Parallel processing in R

2019-07-14 17:36发布

问题:

I'm working with a custom random forest function that requires both a starting and ending point in a set of genomic data (about 56k columns).

I'd like to split the column numbers into subgroups and allow each subgroup to be processed individually to speed things up. I tried this (unsuccessfully) with the following code:

library(foreach)
library(doMC)
foreach(startMrk=(markers$start), endMrk=(markers$end)) %dopar% 
    rfFunction(genoA,genoB,0.8,ntree=100,startMrk=startMrk,endMrk=endMrk)

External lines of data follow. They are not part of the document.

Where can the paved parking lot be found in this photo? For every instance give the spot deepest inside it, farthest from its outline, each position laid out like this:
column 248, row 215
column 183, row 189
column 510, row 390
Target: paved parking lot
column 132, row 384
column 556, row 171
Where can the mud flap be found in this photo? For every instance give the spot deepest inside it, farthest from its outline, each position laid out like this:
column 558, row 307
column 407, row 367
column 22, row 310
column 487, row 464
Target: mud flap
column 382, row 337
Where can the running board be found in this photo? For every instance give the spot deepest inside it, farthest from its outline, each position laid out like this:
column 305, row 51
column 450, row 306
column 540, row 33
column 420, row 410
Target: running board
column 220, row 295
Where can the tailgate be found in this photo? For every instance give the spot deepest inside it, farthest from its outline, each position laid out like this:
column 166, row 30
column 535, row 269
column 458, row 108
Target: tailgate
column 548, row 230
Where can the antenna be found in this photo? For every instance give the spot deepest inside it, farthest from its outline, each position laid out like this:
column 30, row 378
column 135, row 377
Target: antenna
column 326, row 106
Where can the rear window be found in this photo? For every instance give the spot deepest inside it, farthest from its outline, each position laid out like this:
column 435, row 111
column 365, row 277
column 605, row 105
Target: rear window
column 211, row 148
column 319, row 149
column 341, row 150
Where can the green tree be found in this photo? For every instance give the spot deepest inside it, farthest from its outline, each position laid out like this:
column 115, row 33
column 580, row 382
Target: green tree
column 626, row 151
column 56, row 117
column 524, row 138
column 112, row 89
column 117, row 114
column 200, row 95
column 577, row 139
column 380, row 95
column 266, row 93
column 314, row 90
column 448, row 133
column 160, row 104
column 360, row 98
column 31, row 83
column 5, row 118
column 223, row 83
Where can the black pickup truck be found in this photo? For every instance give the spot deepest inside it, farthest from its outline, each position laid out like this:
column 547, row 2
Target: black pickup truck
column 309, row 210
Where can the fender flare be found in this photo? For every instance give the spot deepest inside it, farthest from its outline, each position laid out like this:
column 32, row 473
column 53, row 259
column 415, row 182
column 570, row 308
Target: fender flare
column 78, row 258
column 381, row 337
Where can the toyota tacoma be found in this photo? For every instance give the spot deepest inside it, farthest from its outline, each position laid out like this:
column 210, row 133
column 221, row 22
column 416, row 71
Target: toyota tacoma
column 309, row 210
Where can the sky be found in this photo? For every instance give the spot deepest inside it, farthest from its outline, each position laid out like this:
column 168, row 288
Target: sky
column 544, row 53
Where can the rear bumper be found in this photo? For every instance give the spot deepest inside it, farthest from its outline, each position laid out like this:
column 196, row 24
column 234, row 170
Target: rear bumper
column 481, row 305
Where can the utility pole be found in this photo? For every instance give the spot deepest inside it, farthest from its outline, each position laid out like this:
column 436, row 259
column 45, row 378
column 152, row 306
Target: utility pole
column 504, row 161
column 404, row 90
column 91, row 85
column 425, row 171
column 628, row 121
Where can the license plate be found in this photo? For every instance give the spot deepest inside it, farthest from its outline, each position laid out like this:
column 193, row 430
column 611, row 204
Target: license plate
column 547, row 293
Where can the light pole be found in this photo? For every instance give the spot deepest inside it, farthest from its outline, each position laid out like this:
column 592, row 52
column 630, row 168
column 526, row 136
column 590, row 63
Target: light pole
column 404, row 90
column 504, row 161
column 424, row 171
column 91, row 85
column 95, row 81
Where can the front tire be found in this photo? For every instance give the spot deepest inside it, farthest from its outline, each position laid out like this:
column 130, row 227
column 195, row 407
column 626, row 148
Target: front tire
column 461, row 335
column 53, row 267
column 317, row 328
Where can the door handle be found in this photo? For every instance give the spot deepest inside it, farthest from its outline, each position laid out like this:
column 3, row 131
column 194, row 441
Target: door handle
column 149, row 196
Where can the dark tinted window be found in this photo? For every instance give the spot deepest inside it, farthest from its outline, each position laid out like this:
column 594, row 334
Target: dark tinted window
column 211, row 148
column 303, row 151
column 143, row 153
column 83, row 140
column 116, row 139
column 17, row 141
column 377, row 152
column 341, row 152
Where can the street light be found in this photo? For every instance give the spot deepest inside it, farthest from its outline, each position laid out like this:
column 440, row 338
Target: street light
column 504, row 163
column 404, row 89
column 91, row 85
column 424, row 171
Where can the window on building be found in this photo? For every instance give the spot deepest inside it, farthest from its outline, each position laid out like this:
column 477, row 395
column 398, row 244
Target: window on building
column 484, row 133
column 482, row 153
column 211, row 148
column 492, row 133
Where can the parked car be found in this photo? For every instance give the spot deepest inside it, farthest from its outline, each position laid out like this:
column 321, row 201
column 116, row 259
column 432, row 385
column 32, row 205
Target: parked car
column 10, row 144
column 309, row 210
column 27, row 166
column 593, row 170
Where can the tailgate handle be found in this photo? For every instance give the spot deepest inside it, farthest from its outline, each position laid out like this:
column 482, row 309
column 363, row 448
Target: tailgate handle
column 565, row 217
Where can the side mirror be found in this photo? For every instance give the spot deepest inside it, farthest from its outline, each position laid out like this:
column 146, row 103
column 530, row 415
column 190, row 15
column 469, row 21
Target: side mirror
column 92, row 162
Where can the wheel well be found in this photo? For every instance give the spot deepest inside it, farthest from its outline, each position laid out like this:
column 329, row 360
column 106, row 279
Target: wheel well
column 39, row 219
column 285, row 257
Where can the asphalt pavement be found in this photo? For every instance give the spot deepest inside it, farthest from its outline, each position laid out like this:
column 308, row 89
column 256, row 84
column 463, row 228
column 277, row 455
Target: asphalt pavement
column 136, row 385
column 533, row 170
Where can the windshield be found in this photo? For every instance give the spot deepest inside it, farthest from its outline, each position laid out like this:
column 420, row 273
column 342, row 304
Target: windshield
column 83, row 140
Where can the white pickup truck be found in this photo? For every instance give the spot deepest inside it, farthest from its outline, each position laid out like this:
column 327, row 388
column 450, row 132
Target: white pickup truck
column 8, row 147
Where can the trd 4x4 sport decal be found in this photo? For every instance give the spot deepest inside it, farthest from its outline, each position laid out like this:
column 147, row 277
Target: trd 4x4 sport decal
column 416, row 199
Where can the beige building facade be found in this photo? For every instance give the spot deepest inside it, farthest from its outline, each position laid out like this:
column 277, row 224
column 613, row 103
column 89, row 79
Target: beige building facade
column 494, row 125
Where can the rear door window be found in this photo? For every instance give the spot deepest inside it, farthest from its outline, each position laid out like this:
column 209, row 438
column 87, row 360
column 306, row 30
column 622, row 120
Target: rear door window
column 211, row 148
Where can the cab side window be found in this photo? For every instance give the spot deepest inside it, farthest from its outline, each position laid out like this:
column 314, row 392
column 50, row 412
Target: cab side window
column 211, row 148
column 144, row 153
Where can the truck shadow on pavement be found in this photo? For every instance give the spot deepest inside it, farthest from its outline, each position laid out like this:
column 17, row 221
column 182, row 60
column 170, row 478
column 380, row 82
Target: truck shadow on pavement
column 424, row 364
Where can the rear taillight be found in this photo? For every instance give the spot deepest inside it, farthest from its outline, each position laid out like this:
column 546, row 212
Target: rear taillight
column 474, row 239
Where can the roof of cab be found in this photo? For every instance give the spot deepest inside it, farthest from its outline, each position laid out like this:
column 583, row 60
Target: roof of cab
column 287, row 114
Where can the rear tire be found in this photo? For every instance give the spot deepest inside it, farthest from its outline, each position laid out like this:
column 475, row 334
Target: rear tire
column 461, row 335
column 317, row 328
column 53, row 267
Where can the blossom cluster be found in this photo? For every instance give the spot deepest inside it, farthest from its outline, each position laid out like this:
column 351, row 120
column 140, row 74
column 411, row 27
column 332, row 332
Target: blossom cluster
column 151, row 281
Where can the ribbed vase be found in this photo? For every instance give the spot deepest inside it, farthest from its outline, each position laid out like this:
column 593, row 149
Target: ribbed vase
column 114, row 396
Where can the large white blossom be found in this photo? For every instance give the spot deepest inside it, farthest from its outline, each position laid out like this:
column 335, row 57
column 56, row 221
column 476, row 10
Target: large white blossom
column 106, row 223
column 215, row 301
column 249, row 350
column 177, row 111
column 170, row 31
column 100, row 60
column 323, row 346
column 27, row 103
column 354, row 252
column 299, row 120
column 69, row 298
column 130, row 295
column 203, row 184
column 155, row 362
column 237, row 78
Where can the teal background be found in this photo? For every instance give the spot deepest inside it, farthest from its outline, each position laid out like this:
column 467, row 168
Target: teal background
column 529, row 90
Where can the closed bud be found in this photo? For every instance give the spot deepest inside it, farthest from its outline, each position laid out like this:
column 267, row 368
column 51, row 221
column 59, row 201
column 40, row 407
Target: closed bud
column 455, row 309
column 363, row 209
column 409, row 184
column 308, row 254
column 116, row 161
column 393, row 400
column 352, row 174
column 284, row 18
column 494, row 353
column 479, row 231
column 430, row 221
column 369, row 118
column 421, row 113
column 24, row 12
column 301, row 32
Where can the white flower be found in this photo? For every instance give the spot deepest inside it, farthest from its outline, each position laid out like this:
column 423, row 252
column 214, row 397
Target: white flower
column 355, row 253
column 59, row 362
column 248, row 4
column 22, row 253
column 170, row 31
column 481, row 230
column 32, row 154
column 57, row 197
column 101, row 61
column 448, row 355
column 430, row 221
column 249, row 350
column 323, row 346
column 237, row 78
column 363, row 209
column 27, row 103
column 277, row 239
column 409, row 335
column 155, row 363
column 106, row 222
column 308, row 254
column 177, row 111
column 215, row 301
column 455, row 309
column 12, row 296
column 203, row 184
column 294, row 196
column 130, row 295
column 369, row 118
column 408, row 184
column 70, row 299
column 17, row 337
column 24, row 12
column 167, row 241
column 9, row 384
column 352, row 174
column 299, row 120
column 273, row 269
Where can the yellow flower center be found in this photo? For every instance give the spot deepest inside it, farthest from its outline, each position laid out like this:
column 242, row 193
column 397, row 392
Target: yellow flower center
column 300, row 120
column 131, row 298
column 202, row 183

Where startMrk is an array of numeric variables: 1 4 8 12 16 and endMrk is another array: 3 7 11 15 19

For this example, I'd want one core to run samples 1:3, another to run 4:7, etc. I'm new to the idea of parallel processing in R, so I'm more than willing to study any documentation available. Does anyone have advice on things I'm missing for parallel-wise processing or for the above code?

回答1:

The basic point here is that you're splitting up your columns into chunks, right. First, it might be better to chunk your dataset appropriately at each iteration and feed the chunks into RF. Also, foreach works just like for in some ways, so the code can be

rfs=vector('list',4)
foreach(i=1:4) %dopar% {
  ind <- markers$start[i]:markers$end[i]
  rfs[[i]] <- randomForest(genoA[,ind],genoB[,ind], 0.8, ntree=100)
}

I gave this in regular randomForest, but you can wrap this up into your custom code in a straightforward manner.